In occasione del Festival , Monselice ha ospitato in questi anni personalità molto importanti legate al mondo del documentario e della cultura come Vittorino Andreoli, Cecilia Mangini, Alejandro Jodorowski, solo per citarne alcuni; purtroppo quest’anno, a causa di consistenti tagli ai contributi economici, l’ETNOFILMfest è in cerca di una nuova collocazione territoriale; non c’è ancora nulla di ufficiale, vista la situazione attuale, ma le due località papabili sarebbero Roma o Venezia. Quel che è certo è che il Festival non si fermerà. La Scuola di Cinema Documentario Etnografico, nata invece cinque anni fa per formare chi desidera apprendere le tecniche e il linguaggio del documentario antropologico, è una realtà altrettanto eccezionale che dal 2015 ha diplomato già più di cinquanta allievi, giunti a Monselice da ogni regione italiana: si tratta di studenti con formazione universitaria per la maggiore proveniente dagli ambiti sociologico e antropologico.

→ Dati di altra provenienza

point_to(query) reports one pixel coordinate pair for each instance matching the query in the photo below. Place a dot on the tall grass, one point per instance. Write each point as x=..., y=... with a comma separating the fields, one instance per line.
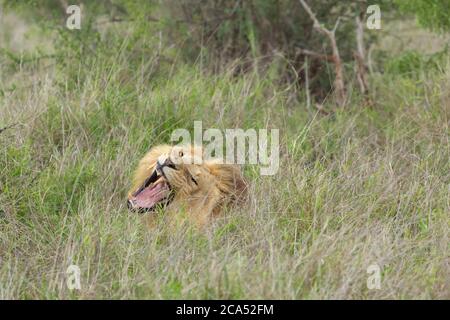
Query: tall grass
x=361, y=186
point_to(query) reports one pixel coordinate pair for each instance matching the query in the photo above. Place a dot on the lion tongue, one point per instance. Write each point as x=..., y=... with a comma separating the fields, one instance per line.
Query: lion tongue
x=151, y=195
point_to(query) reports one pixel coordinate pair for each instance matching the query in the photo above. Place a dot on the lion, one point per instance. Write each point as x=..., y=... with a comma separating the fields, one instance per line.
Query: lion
x=179, y=179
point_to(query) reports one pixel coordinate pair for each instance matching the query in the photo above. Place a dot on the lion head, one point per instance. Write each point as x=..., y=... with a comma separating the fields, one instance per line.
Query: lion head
x=178, y=178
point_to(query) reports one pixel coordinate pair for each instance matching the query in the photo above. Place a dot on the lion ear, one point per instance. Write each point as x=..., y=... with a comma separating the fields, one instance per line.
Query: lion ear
x=230, y=179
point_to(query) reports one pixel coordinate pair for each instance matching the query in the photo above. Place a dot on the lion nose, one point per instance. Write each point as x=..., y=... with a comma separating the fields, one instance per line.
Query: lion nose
x=167, y=163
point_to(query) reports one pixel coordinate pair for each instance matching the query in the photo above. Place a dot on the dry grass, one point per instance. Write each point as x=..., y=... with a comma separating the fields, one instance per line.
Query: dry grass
x=359, y=187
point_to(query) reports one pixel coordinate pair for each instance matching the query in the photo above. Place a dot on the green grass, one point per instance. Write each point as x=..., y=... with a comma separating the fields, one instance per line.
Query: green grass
x=364, y=185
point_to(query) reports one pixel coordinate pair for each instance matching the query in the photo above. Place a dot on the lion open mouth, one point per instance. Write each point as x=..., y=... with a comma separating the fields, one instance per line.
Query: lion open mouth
x=154, y=191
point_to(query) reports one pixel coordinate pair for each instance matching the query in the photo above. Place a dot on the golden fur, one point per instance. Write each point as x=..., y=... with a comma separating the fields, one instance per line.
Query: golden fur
x=201, y=190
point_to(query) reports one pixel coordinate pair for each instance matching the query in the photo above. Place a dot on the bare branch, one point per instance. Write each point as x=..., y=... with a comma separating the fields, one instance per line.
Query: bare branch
x=339, y=83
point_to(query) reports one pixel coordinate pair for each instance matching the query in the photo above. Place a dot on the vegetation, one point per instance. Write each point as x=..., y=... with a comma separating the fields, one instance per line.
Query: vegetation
x=363, y=184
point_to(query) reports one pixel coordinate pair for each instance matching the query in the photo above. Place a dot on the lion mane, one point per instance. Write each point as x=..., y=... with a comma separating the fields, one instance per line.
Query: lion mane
x=179, y=179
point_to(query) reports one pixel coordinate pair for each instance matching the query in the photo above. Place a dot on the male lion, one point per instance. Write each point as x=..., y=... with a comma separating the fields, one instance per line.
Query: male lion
x=178, y=178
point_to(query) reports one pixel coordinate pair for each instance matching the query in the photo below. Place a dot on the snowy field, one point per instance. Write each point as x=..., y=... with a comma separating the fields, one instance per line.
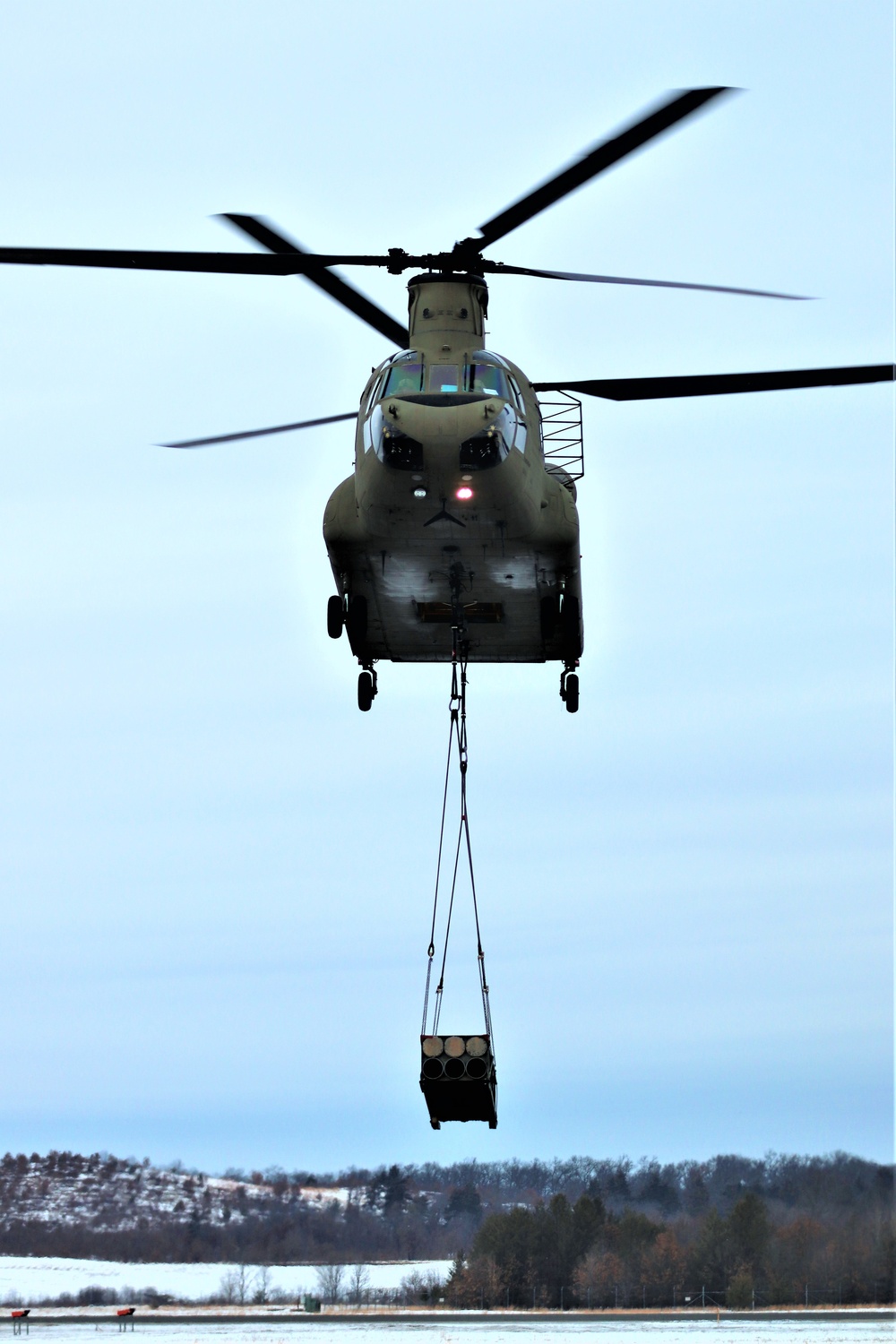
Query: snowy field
x=498, y=1331
x=35, y=1277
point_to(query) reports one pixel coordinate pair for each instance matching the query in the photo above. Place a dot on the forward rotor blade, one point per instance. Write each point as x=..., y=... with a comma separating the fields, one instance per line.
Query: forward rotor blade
x=500, y=269
x=231, y=263
x=598, y=159
x=711, y=384
x=325, y=280
x=260, y=433
x=228, y=263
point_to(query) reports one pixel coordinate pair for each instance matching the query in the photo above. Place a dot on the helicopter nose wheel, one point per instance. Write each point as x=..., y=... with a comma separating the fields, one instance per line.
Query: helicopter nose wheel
x=366, y=688
x=570, y=688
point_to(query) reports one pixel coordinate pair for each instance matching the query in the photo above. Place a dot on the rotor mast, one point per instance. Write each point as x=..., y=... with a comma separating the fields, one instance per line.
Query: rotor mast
x=446, y=311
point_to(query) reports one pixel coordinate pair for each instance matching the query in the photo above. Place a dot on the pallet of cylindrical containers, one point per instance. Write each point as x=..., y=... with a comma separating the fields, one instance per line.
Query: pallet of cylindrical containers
x=457, y=1078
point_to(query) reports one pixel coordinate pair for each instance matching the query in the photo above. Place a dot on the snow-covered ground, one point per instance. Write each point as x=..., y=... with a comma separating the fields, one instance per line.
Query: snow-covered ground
x=35, y=1277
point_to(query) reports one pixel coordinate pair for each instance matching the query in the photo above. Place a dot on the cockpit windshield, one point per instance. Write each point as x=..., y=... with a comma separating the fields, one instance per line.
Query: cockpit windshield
x=484, y=375
x=406, y=375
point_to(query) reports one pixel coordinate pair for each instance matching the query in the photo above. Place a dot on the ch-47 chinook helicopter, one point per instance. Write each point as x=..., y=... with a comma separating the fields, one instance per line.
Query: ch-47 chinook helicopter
x=458, y=532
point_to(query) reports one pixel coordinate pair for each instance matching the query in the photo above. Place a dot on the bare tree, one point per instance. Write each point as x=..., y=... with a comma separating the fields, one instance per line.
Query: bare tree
x=359, y=1284
x=234, y=1285
x=263, y=1285
x=330, y=1281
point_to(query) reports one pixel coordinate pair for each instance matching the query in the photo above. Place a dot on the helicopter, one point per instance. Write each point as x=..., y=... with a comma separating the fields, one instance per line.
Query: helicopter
x=457, y=535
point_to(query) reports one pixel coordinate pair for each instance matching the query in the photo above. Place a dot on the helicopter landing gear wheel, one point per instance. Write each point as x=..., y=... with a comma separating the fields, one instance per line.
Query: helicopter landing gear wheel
x=335, y=617
x=366, y=688
x=570, y=690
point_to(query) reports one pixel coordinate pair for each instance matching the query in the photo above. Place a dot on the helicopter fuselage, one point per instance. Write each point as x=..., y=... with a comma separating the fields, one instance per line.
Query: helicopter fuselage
x=452, y=521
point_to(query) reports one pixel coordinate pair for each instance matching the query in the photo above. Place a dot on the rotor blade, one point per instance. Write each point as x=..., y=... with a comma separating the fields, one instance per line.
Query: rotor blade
x=238, y=263
x=598, y=160
x=500, y=269
x=711, y=384
x=228, y=263
x=325, y=280
x=260, y=433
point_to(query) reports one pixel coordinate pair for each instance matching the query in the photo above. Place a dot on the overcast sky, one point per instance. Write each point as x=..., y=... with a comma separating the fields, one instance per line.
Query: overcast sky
x=217, y=874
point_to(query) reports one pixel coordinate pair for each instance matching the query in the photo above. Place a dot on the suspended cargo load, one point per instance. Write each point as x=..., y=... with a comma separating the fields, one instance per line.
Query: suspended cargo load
x=457, y=1078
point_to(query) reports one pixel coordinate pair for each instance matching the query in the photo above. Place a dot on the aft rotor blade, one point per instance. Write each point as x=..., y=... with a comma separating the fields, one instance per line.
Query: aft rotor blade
x=712, y=384
x=325, y=280
x=500, y=269
x=260, y=433
x=598, y=159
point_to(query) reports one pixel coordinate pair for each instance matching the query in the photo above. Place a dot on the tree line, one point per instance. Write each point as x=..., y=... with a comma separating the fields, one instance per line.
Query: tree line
x=600, y=1231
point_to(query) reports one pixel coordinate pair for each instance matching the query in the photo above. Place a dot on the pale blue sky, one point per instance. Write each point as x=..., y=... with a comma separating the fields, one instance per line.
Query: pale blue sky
x=215, y=871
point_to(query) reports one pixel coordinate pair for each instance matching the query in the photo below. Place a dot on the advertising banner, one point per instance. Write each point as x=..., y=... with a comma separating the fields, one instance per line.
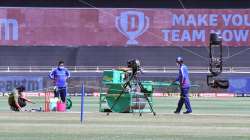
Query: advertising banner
x=32, y=83
x=122, y=27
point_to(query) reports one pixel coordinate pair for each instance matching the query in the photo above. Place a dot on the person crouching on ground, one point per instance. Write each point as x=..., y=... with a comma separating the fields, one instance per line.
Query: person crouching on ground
x=17, y=100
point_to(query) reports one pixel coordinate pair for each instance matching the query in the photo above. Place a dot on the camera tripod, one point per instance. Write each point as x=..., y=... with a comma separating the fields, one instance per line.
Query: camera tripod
x=136, y=81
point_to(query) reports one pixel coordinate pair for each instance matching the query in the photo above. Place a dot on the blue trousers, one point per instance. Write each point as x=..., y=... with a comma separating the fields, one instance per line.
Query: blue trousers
x=184, y=99
x=61, y=91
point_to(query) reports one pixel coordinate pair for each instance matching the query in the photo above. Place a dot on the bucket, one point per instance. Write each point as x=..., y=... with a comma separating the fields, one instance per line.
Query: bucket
x=52, y=104
x=61, y=107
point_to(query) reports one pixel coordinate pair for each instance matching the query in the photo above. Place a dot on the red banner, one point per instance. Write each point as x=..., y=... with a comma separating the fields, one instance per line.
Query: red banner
x=122, y=27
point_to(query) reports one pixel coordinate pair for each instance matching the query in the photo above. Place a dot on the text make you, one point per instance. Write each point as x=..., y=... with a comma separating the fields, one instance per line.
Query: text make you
x=190, y=27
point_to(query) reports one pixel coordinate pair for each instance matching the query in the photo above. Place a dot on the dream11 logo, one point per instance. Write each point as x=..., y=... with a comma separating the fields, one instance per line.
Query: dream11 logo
x=132, y=24
x=8, y=29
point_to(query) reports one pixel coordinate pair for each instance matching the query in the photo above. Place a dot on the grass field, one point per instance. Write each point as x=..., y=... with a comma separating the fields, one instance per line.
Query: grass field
x=213, y=119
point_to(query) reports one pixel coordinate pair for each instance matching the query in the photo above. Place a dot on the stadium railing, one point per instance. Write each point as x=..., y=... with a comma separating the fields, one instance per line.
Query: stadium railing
x=161, y=69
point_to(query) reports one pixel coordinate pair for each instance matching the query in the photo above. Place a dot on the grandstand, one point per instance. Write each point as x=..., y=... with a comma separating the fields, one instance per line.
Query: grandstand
x=92, y=36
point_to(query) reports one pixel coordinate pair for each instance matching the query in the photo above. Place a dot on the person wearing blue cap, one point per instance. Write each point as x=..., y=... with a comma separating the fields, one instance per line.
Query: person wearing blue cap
x=183, y=79
x=60, y=76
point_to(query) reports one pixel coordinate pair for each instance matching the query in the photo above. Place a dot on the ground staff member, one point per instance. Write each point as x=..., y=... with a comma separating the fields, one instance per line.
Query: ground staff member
x=17, y=100
x=183, y=79
x=60, y=76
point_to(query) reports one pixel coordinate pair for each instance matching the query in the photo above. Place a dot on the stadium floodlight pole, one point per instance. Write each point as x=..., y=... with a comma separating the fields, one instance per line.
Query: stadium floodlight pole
x=82, y=103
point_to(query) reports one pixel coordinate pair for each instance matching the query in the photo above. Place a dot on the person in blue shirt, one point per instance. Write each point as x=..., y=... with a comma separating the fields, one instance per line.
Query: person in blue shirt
x=183, y=79
x=60, y=76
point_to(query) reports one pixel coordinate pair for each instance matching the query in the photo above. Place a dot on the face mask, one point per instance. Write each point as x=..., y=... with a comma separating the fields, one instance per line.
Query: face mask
x=61, y=67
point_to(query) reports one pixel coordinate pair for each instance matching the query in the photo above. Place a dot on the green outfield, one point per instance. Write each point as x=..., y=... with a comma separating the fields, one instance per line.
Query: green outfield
x=213, y=119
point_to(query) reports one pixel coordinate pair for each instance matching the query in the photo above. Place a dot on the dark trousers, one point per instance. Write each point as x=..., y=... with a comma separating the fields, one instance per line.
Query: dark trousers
x=184, y=99
x=61, y=91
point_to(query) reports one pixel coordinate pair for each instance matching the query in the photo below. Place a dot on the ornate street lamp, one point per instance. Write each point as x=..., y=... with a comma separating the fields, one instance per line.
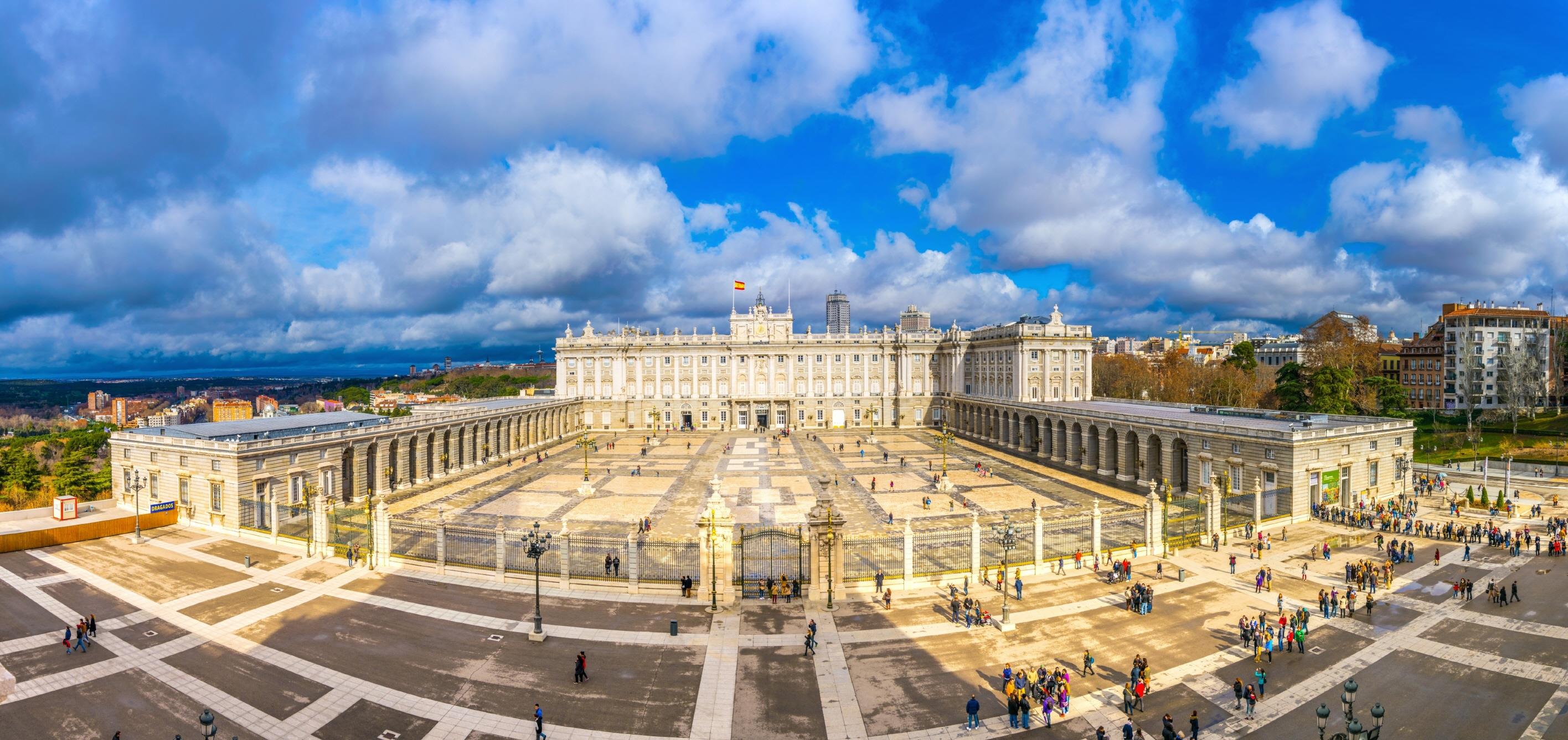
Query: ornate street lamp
x=585, y=443
x=538, y=544
x=713, y=562
x=135, y=488
x=1007, y=537
x=945, y=438
x=828, y=540
x=1354, y=728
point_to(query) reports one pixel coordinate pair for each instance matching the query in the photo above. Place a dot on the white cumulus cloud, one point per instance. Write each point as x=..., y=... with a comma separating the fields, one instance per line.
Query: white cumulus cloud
x=1313, y=65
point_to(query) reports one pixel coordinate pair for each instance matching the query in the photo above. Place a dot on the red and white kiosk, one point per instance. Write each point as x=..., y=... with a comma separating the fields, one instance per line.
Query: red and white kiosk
x=65, y=507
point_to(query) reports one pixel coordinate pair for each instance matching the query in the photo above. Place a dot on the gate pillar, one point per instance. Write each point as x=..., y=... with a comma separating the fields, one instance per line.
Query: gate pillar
x=827, y=549
x=717, y=552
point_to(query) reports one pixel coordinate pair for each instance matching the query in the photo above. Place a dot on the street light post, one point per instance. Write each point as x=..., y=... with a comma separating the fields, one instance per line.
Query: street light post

“La scuola è strutturata in formula “week end” – prosegue Fabio Gemo- per rendere più agevole la frequenza anche per chi lavora o vive in una regione diversa dal Veneto. L’obiettivo è quello di offrire agli studenti gli strumenti necessari per poter produrre un documentario etnografico, dalla progettazione al suo confezionamento finale. Oltre alle lezioni programmate, organizziamo di frequente incontri e seminari con antropologi e documentaristi che hanno contribuito e contribuiscono in modo significativo alla produzione di documentari, Gianfranco Pannone, Renato Morelli, Paul Hockings, Francesco De Melis, Antonio Marazzi e molti altri. Oggi nelle diverse università italiane iniziano a esserci cattedre di antropologia visuale, ma quello che manca è il momento pratico, la conoscenza profonda della strumentazione e delle procedure per essere in grado di produrre un documentario. Dal 2018 è abbiamo stipulato una convenzione con l’INAH, il braccio operativo del Ministero della Cultura del Messico e questa convenzione ci permetterà nei prossimi anni di attivare un Master in collaborazione con le università di Città del Messico e di Merida nello Yucatan. Purtroppo l’ antropologia visuale in Italia non vive una situazione brillante, nonostante la crescente attenzione e diffusione di una tecnologia sofisticata che oggi è alla portata di tutti. Il fatto è che tutta la disciplina dell’antropologia in Italia, con le dovute eccezioni, risente di una situazione anomala, nella quale spesso l’antropologo arriva dagli ambiti di studio più diversi, senza possedere una reale e profonda competenza della disciplina. L’anomalia per il settore antropologico, anche questa con le dovute eccezioni, nel nostro paese riguarda anche la sfera della ricerca ed è un vero peccato. “
L’emergenza Covid-19 ha condizionato purtroppo l’anno di studi 2019/2020 che comunque sarà completato come di consueto in giugno; per l’anno 2020/2021 il termine per le iscrizioni scadrà ai primi di settembre, mentre dal 2021 la scuola ETNOFILM darà la possibilità agli interessati di seguire anche solo alcuni moduli del corso. Le attività del comparto culturale (non solo italiano) in questo momento soffrono in maniera particolare, e continuare a progettare risulta probabilmente l’unica maniera per non rendere vani anni di lavoro, di ricerca, di creatività, di partecipazione attiva.
“Per il futuro abbiamo in mente di creare TAR – conclude Fabio Gemo – il Teatro ad Alto Rischio, un gruppo di produzione tra teatro e antropologia che non sia solo momento di spettacolo ma occasione necessaria, vista dalla prospettiva dello spettatore partecipante. Del resto ho sempre ritenuto il teatro una forma di antropologia applicata. Stiamo inoltre lavorando a un festival dedicato all’universo sonoro, dimensione che ci avvolge e ci forma fin dalla nascita. Il sonoro poi, nell’ambito della documentaristica è da sempre ritenuto funzionale all’immagine. Ci sembra una sfida intrigante , vogliamo ridare centralità al sonoro e trovare nuove formule che lo rendano fruibile e interessante anche per il grande pubblico”.